A key aspect to Dr. Herold research is to address the troubling but frequent occurrence of promising laboratory findings resulting in disappointing outcomes in clinical trials. For example, microbicides that kill viruses in laboratory tests failed to protect against infection under real world conditions. Dr. Herold discovered that the impact of semen on product efficacy needs to be considered, and her lab has developed preclinical and animal models to predict whether PrEP agents designed to protect against HIV retain potency in the presence of seminal proteins and are safe for human use. In addition, her team discovered why several supposedly “safe” topical PrEP agents had the potential to make women more susceptible to HIV infection. Collaborating with noted infectious disease researcher and HHMI investigator Bill Jacobs, Dr. Herold took a novel approach to circumventing the cause of failed clinical trials for a HSV-2 vaccine and developed an experimental one that upended the traditional approach.

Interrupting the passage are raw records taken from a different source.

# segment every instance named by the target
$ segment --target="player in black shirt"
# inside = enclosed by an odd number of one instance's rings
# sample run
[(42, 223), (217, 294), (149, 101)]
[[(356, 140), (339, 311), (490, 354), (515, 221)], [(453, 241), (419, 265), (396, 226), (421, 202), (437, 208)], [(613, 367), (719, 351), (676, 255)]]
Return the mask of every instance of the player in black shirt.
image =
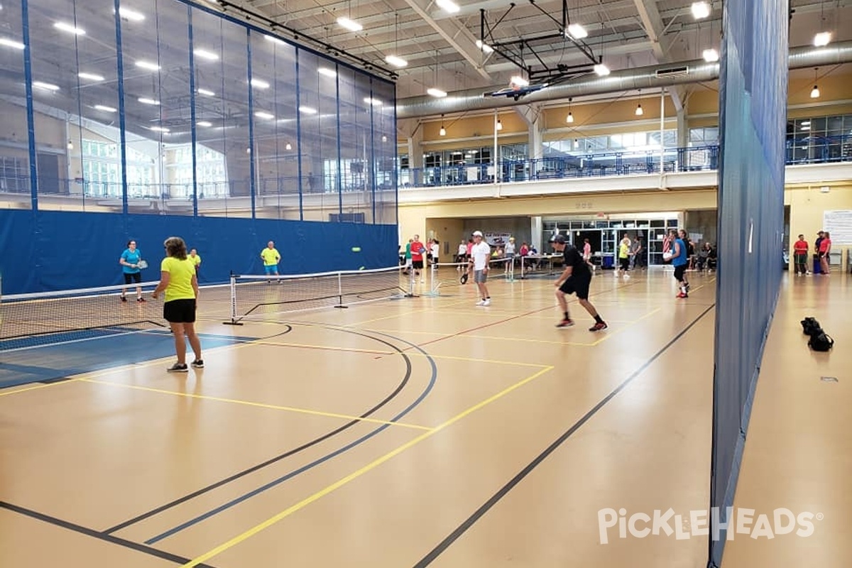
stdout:
[(576, 294), (580, 306), (584, 307), (595, 318), (595, 324), (589, 328), (590, 331), (600, 331), (607, 329), (607, 322), (601, 318), (597, 310), (589, 301), (589, 286), (591, 284), (591, 270), (589, 264), (583, 259), (583, 255), (573, 245), (565, 241), (565, 235), (556, 235), (550, 241), (556, 252), (562, 253), (565, 259), (565, 270), (556, 282), (556, 300), (559, 307), (565, 313), (565, 318), (556, 324), (556, 327), (571, 327), (574, 324), (568, 315), (568, 302), (565, 299), (567, 294)]

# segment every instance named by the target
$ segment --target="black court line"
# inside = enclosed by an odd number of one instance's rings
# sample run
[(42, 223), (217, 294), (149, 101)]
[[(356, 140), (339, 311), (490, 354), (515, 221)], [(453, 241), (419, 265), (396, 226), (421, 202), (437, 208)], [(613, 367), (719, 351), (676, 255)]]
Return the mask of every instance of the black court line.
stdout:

In addition to her lab research, Dr. Herold conducts clinical research related to the prevention of infectious disease complications in children who receive organ or bone marrow transplantation. CHAM recently participated in a multicenter study on the epidemiology of respiratory infections in transplantation recipients, which will pave the way for studies of new antivirals and vaccines.
Dr. Herold is Secretary Treasurer of the Pediatric Infectious Disease Society, a member of the Biomedical Science Working Group of the Microbicide Trials Network, and chairs the NIH AIDS Clinical Studies and Epidemilogy Study Section. She also served on the Office of AIDS Research Advisory Council, which advises the NIH and HHS on AIDS research.
There are two common types of herpes simplex (HSV) viruses. Type 1 is the cause of the common cold sore and infects about half of the US population and type 2 is the most common cause of genital ulcers worldwide. These viruses are a major global health burden because once infected, the virus persists in a latent (asleep) form for life, but periodically wakes up causing recurrent disease. Moreover, HSV is a leading cause of encephalitis (brain infection) and when newborns become infected, the virus can spread throughout the infant’s body resulting in substantial morbidity and mortality. Thus there is an imperative to develop a vaccine to prevent HSV infections.
Scientists have tried for several decades to develop a safe and effective vaccine against HSV. The major focus has been subunit vaccines comprised of the major envelope glycoprotein called gD. Unfortunately, while the gD subunit vaccines induced high titers of antibodies that were able to neutralize the virus in the lab, the vaccines failed to protect in large clinical studies. Thus, our team took a completely different approach.
We deleted the protein from the vaccine to test the hypothesis that deletion of this immunodominant protein would result in a different type of immune response. We grew the vaccine virus on specific cells to allow it to initiate a first round of infection because glycoprotein is required for viral entry. However, any new virus particles produced are gD negative (because the virus is missing gD gene) and cannot spread further. The vaccine was completely safe in immuodeficient mice and did not cause any disease or spread to the nervous tissue, the site of latency.
When different strains of mice were vaccinated and then challenged either on the skin or intravaginally to simulate human disease with high doses of HSV-2 or HSV-1, the mice were completely protected and no virus could be detected in nervous tissue. No prior vaccine candidate has completely prevented the establishment of latency. The vaccine elicited a different type of antibody response than the gD subunit vaccine (called antibody dependent cell mediated cytotoxicity) that recognized many different HSV proteins. Passive transfer of antibodies to naïve mice fully protected them from disease as well.
Studies are now underway to understand why deletion of glycoprotein allows for this different and more protective type of antibody response and to complete preclinical work needed to test this vaccine in people.